Spiritual healers and CAM practitioners don’t think of themselves as mere placebo providers. These practices have been developed over thousands of years of human experimentation in diverse cultures. There may be scientific reasons why some of these CAM therapies work, just as some of what is practiced under the rubric of Western, physicalist medicine is not really evidence-based, but an ongoing experiment with only probabilistic results and unknown longterm consequences.

There may be some important discoveries for science to sift out from the enormous diversity of traditional medications and procedures. Hot baths, extra sleep, and chicken soup all turn out to have explainable benefits for my current condition, for instance. The impact of much of CAM, however, is partially, probably, and perhaps predominantly psycho-social somatic—but so are all medical therapies, to varying degree, including my blue-green, foul tasting NyQuil. In cases where physicalist medicine offers no cure for chronic and life-threatening illnesses, CAM therapies and their spiritual cousins do provide at least a kind of relief for suffering patients, and maybe much more.

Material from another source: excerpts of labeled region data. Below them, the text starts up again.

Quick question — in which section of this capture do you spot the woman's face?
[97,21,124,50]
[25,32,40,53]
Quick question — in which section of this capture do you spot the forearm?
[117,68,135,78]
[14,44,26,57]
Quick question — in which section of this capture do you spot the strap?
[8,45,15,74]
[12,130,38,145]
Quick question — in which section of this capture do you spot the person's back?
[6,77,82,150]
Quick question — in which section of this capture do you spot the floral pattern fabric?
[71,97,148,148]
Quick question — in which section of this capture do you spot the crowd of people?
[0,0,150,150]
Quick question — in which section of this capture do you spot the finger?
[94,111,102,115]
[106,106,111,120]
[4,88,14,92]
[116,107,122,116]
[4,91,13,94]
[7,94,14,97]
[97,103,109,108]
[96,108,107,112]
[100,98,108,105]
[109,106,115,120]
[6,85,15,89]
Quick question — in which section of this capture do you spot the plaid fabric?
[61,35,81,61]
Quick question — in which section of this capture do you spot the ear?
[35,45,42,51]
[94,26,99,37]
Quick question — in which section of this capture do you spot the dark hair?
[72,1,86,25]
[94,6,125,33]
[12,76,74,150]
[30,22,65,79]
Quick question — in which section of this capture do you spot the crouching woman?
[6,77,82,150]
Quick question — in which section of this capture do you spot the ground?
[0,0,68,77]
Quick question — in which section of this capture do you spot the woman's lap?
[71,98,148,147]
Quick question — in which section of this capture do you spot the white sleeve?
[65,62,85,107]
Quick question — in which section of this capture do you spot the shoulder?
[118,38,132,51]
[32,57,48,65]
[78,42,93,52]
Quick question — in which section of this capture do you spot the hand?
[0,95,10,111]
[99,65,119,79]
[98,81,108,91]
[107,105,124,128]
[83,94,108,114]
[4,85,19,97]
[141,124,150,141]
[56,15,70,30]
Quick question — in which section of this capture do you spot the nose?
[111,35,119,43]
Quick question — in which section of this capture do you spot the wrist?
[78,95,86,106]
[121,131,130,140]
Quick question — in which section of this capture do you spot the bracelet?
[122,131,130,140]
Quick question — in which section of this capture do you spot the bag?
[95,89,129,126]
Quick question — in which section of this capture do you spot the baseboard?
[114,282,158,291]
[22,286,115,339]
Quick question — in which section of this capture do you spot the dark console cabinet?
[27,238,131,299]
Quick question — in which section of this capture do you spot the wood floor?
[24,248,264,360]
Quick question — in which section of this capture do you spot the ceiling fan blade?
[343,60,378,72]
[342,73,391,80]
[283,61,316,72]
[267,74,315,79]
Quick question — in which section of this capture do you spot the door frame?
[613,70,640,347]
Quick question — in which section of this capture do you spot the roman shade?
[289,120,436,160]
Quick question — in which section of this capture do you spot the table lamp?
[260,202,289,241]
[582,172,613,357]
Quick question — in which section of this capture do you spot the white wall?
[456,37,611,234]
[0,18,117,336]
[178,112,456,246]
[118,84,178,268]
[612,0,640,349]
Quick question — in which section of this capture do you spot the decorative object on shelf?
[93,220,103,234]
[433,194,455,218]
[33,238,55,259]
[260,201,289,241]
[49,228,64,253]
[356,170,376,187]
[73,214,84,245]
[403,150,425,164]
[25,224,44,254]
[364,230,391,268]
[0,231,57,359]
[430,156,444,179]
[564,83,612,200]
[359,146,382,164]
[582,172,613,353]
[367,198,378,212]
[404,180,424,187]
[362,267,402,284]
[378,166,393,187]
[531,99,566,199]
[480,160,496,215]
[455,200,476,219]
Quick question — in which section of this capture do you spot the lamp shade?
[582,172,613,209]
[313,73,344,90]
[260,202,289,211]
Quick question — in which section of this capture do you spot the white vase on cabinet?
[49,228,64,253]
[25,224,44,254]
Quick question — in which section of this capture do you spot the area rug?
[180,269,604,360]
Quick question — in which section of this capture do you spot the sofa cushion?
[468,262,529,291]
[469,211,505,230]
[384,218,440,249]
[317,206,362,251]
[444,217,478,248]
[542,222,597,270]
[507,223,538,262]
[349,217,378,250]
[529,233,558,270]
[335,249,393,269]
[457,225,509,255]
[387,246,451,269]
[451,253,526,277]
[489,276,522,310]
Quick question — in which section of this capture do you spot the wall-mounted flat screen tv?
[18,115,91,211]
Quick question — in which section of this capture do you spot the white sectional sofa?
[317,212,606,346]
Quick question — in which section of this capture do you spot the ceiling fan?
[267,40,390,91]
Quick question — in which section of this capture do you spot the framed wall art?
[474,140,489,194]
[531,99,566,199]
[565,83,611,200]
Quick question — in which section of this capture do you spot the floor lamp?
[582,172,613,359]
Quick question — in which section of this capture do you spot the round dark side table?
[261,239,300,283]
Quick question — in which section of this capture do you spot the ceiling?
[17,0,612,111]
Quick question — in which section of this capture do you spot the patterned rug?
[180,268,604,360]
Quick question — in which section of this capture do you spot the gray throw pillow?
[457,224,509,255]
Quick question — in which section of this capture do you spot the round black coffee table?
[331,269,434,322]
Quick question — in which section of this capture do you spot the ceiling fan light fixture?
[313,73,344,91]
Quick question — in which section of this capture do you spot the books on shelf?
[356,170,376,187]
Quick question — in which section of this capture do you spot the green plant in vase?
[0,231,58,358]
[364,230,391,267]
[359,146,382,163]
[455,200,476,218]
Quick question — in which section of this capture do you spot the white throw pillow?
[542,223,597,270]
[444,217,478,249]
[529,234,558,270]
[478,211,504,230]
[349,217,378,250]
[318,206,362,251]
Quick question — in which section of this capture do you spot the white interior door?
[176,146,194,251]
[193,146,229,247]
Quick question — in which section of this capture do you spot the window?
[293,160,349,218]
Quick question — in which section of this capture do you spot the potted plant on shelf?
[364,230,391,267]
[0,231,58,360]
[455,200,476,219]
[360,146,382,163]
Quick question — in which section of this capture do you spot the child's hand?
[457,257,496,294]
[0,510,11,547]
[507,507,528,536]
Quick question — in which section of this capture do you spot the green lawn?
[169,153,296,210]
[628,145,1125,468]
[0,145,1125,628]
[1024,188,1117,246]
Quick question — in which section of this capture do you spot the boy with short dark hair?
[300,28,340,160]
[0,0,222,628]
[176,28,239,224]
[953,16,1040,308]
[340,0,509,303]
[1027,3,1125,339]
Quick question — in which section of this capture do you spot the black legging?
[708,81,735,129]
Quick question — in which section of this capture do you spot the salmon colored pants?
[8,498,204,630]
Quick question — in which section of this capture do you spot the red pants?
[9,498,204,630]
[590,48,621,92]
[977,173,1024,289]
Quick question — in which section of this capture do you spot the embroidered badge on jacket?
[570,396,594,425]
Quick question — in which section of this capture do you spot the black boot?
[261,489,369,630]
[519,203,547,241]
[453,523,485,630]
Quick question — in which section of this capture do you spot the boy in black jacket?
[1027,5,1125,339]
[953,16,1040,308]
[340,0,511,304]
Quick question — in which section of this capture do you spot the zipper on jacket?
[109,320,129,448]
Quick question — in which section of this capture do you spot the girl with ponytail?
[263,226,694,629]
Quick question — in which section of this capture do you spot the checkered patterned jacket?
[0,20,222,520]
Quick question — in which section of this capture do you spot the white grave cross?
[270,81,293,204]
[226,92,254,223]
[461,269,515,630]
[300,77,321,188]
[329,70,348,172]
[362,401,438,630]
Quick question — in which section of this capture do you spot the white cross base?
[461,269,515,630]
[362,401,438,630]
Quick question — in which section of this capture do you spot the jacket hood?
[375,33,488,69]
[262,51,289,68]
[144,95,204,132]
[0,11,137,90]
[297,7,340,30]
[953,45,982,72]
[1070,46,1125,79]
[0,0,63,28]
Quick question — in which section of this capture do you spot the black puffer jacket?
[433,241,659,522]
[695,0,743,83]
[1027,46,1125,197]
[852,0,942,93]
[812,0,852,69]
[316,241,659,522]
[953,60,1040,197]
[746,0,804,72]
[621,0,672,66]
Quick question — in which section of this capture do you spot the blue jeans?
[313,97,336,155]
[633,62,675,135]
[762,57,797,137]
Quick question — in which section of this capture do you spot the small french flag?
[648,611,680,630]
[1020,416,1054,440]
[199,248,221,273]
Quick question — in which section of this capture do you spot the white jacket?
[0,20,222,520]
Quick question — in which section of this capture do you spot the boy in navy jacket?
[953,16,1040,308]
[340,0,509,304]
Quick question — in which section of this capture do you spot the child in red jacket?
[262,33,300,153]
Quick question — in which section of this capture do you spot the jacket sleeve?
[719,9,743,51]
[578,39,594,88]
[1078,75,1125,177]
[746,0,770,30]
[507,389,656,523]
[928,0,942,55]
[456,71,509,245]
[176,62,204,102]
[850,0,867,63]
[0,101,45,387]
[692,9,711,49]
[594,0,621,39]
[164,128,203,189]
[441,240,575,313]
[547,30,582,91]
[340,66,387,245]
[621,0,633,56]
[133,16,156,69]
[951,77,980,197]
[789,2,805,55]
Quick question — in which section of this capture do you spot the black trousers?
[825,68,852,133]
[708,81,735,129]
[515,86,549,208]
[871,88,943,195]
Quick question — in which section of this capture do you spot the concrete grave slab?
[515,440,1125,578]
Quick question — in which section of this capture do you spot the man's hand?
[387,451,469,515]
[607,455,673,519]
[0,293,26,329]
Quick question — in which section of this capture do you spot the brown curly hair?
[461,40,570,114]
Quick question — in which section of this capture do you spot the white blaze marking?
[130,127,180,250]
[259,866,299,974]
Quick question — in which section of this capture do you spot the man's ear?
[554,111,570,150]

The More Elaborate the Ritual, the More Effective the Placebo

Is there a way to systematically individualize, ritualize, and harness psycho-social somatic interventions as a supplement to standard treatments? This would require clinicians to customize the context of health care to the culture and beliefs of each particular patient. They could also try to utilize larger social networks as part of the intervention for the patient; both inside the medical institution and outside, among the patient’s friends and family. The wisdom of CAM and spiritual interventions is that the more elaborate the healing ritual, the more effective the placebo effect. Supplementing physicalist medicine in this holistic way might improve health outcomes by thirty percent or more if placebo studies can be generalized and averaged out across disease types.

The best medical science is now supplemented by the wisdom of the ages—wisdom which also turns out now to have at least some scientific basis. The ancient physician Galen noted “He cures most successfully in whom the people have the most confidence.” Even the modern CAM debunker Barker Bausell curiously ends his book, Snake Oil Science, by advising his readers on how to select a placebo therapy that works. “Once you’ve started the therapy,” he writes, “embrace it… with all your heart and soul.” After three days of blowing my nose and feeling lousy, I might just try some of that snake oil.